Souffler puis repartir

Du reste, sur toutes les courses de la matinée, les bateaux des lignes d’eau centrales ont été les plus performants, alors que ceux situés en 1 et en 2 ont eu le plus de peine. Avec de la chance et une autre répartition, le verdict aurait-il été vraiment différent, sachant que la Suisse a perdu tout de même six secondes sur le troisième, le Danemark? «C’est de la spéculation», coupe Christian Stofer. «Mais le résultat est dur à accepter. Pour moi, deux bateaux étaient clairement plus forts aujourd’hui, le Danemark (3e) et la Grande-Bretagne (2e). L’Afrique du Sud [ndlr: médaillée d’or à la surprise générale] a clairement profité des conditions particulières.»

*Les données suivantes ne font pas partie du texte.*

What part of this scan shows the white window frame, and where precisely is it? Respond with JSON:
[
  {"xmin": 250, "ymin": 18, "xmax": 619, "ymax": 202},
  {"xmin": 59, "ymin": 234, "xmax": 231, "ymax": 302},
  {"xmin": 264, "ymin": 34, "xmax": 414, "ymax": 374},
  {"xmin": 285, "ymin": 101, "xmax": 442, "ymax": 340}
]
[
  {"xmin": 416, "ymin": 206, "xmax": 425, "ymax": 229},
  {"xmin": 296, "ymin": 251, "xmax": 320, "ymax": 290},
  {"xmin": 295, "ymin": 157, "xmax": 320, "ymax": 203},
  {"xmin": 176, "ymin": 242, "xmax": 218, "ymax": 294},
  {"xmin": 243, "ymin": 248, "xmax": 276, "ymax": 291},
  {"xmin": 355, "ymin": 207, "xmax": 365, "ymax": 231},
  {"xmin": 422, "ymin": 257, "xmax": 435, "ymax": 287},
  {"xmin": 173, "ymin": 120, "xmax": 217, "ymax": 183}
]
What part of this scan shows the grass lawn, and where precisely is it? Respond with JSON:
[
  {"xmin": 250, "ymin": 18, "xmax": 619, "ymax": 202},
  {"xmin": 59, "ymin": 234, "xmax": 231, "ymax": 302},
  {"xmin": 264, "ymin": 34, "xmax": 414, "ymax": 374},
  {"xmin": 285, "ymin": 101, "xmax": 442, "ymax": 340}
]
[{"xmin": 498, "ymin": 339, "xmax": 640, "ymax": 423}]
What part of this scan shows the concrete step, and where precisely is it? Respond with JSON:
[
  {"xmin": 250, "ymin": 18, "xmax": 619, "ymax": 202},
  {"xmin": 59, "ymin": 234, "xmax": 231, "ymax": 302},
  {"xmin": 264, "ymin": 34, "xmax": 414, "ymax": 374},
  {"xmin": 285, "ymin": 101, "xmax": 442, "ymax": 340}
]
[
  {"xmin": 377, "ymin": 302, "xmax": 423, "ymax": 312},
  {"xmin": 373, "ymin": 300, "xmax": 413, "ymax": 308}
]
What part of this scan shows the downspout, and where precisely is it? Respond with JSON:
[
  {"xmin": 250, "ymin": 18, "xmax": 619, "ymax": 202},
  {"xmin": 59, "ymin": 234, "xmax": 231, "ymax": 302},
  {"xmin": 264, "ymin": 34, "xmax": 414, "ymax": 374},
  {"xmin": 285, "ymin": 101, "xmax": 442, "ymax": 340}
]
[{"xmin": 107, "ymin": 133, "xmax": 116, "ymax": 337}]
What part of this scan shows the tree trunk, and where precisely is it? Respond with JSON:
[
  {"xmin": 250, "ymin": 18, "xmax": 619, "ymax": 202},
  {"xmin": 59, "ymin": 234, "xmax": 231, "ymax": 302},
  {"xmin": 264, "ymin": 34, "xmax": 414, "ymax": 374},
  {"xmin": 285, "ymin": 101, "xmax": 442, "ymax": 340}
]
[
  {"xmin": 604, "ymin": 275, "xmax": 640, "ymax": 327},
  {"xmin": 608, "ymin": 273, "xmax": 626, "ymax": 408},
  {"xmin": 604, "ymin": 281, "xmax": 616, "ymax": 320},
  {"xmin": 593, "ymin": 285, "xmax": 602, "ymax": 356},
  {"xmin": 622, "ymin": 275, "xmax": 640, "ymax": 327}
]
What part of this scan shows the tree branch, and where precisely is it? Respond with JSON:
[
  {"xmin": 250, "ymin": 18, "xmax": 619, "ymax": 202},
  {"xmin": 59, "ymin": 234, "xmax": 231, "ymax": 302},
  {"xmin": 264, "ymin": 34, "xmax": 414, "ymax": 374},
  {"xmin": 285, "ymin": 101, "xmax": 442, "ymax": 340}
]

Les Suisses peuvent néanmoins repartir la tête haute. Cette cinquième place représente bien plus que ce qu’ils auraient pu espérer il y a quelques semaines encore, lorsque Tramèr, opéré des poignets, s’est retrouvé avec deux bras dans le plâtre. Le Genevois n’a pas pu ramer avec l’équipe pendant trois mois et demi. Par ailleurs, le bateau suisse, 3e des Européens 2010, est jeune et garde l’avenir devant lui. Ses résultats vont crescendo, même s’il lui manque encore «un petit quelque chose». Son résultat est en tout cas conforme à ses performances des derniers mois.

«Pour le moment, la déception l’emporte», a relevé Simon Schürch, le cadet. «Nous voulions réussir aujourd’hui la course de notre vie et nous n’y sommes pas parvenus.» Lucas Tramèr parle lui d’un «retour sur terre» après les espoirs suscités par la très bonne entrée en matière des premiers jours. Le Genevois va maintenant reprendre ses études en septembre, la vie continue. Au moins trois des quatre hommes du bateau devraient poursuivre l’aventure, ce qui signifie, en aviron, repartir pour un cycle de quatre ans.

Mais d’abord, il va falloir souffler, digérer. «Tu consacres toute ta vie à ramer et tout se joue sur six minutes, tous les quatre ans», constate Christian Stofer. C’est brutal. «Mais je suis fier de mon équipe», conclut-il.